Philipp
Meyer, Le fils,
Albin
Michel,
Paris, 2014.
Traduit de
l'anglais par Sarah Gurcel.
C'est dans
les immensités du Texas, du moment de la conquête de ce territoire, à son
appropriation par les grandes familles du pétrole constituées aux Vingtième
siècle que nous transporte Philipp Meyer par cette magistrale saga familiale:
celle des McCullough. A travers les destinées de trois d'entre eux, c'est
l'histoire des luttes contre les tribus indiennes et plus généralement
l'histoire de cette état du sud qui est racontée en filigrane.
Le fondateur
de cette grande famille, c'est Eli. Son histoire commence dans la deuxième
moitié du 19ème siècle, quand jeune adolescent, seul avec sa mère, son frère et
sa sœur, ils subissent une attaque d'une violence inouïe de Comanches qui violent et massacrent tout le monde alors
que son père est parti en mission quelque part aux Etats-Unis. Lui et son frère
sont dans un premier temps tous les deux épargnés afin d'intégrer la tribu
comme bons à tout faire. Mais, suite à la mort du frère et grâce à son
caractère et ses capacités hors-normes, il est pleinement intégré à la tribu
pour en devenir, après une longue initiation, un membre à part entière.

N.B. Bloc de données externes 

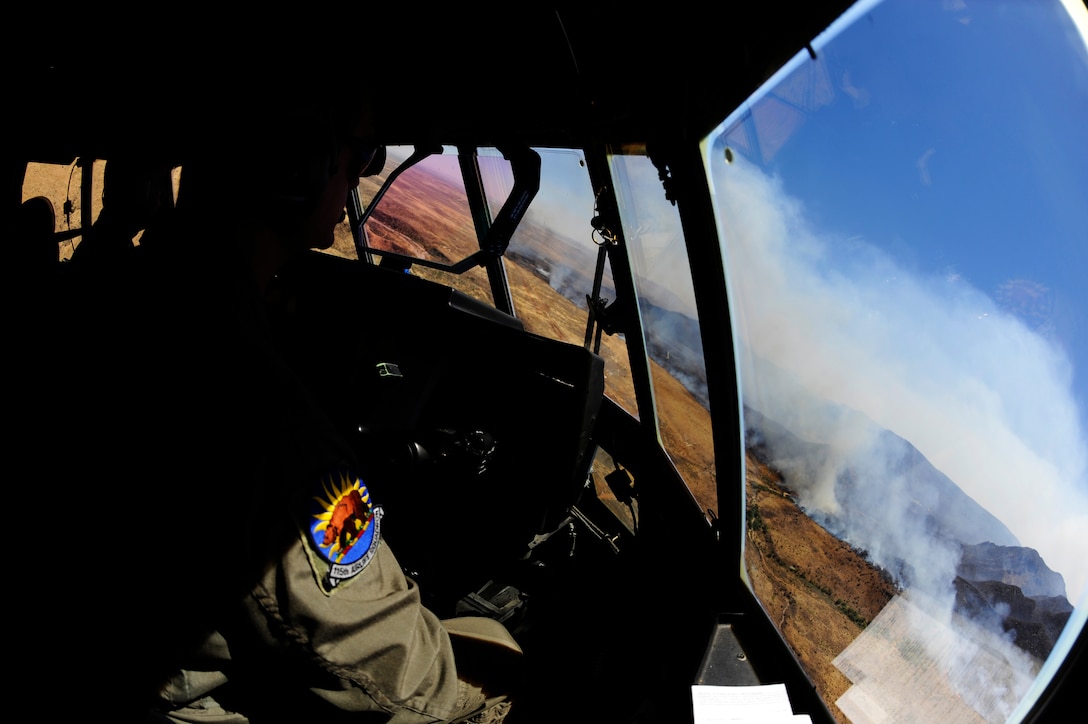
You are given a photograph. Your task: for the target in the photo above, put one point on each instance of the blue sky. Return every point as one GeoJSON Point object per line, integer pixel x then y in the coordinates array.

Incroyablement bien racontée, son histoire est aussi le récit de la vie au sein
d'une tribu indienne, avec sa hiérarchie, ses coutumes, ses façons de vivre et
les incroyables relations tissées avec les conquérants américains. Par
différents concours de circonstance, celui qui était l'otage des Indiens
deviendra finalement le Colonel, sorte de patriarche souvent abjecte, parfois
protecteur et surtout fondateur de la terrible dynastie des McCullough,
famille enrichie d'abord par l'élevage et la propriété terrienne, puis par le pétrole, sans pitié avec ses
adversaires, en particulier si ceux-ci sont d'origine mexicaine.
La seconde
figure des McCullough, la dernière de cette grande famille, c'est Jeanny,
petite fille du Colonel, que l'on retrouve dès le début du roman mourante,
allongée sur le sol de la maison familiale. Sa lente agonie est l'occasion pour
elle, et pour nous, de voir défiler devant ses yeux les grandes étapes de sa
vie. Cette fille garçon-manqué, ce cowboy féminin a pris très jeune pour modèle
son grand-père. Totalement hermétique à toute forme d'éducation féminine telle
qu'on la proposait en ce temps à toute jeune fille de bonne famille, c'est plutôt
sur un cheval fou, ou avec un lasso entre les mains qu'elle s'épanouit. C'est
elle qui va moderniser le groupe pétrolier et l'ouvrir à l'étranger en
s'imposant face à la volonté des hommes qui l'entourent et qui constituent le
terrible monde des affaires en Amérique au Vingtième siècle. Face à tous ces
hommes, et parfois maris, qui ont essayé de la mettre sur la touche, elle devra
faire face à de nombreux aléas de la vie, jusqu'à ce que le passé de la famille
lui revienne brutalement dans la figure comme un boomerang, faisant d'elle une sorte de victime
expiatoire d'une terrible malédiction jetée sur la famille par tous les
descendants de ses trop nombreuses victimes.
Quant à
Peter, le fils du Colonel, lui, en est tout l'inverse. Utopiste rêveur,
profondément pacifiste et anti-violent, il contraste parfaitement avec ses
frères et fils partis combattre en Europe lors des guerres mondiales. Forcément
opposé à tous les actes perpétrés par le Colonel, et profondément choqué par le
sort réservé par celui-ci aux Garcia, cette famille de Mexicains voisines des
McCullough, dont se débarrasse sans pitié son père. Il ne cesse de consigner
dans ses carnets ses réflexions et états d'âme. Sa vie bascule le jour où Maria
Garcia, seule rescapée du massacre de sa
famille décimée par le Colonel, réapparaîtra. Son amour pour elle le mènera
jusque dans un Mexique en pleine révolution. Il aura certainement la fin la plus glorieuse des McCullough.
Au travers
de ces trois destins, c'est l'histoire de l'Amérique qui est contée. De cette
Amérique conquérante, qui ne laisse aucune place aux faibles et qui écrase ceux
qu'elle juge indésirables. C'est l'histoire de l'extinction des Indiens et de
la naissance du capitalisme, capable de pousser les gens au pire, jusqu'à
trahir au sein de sa propre famille. C'est l'histoire de la lutte contre
l'esclavagisme, celle de la guerre de sécession. Tout cela vu par les yeux de
ceux qui y participent, des plus proches témoins des événements.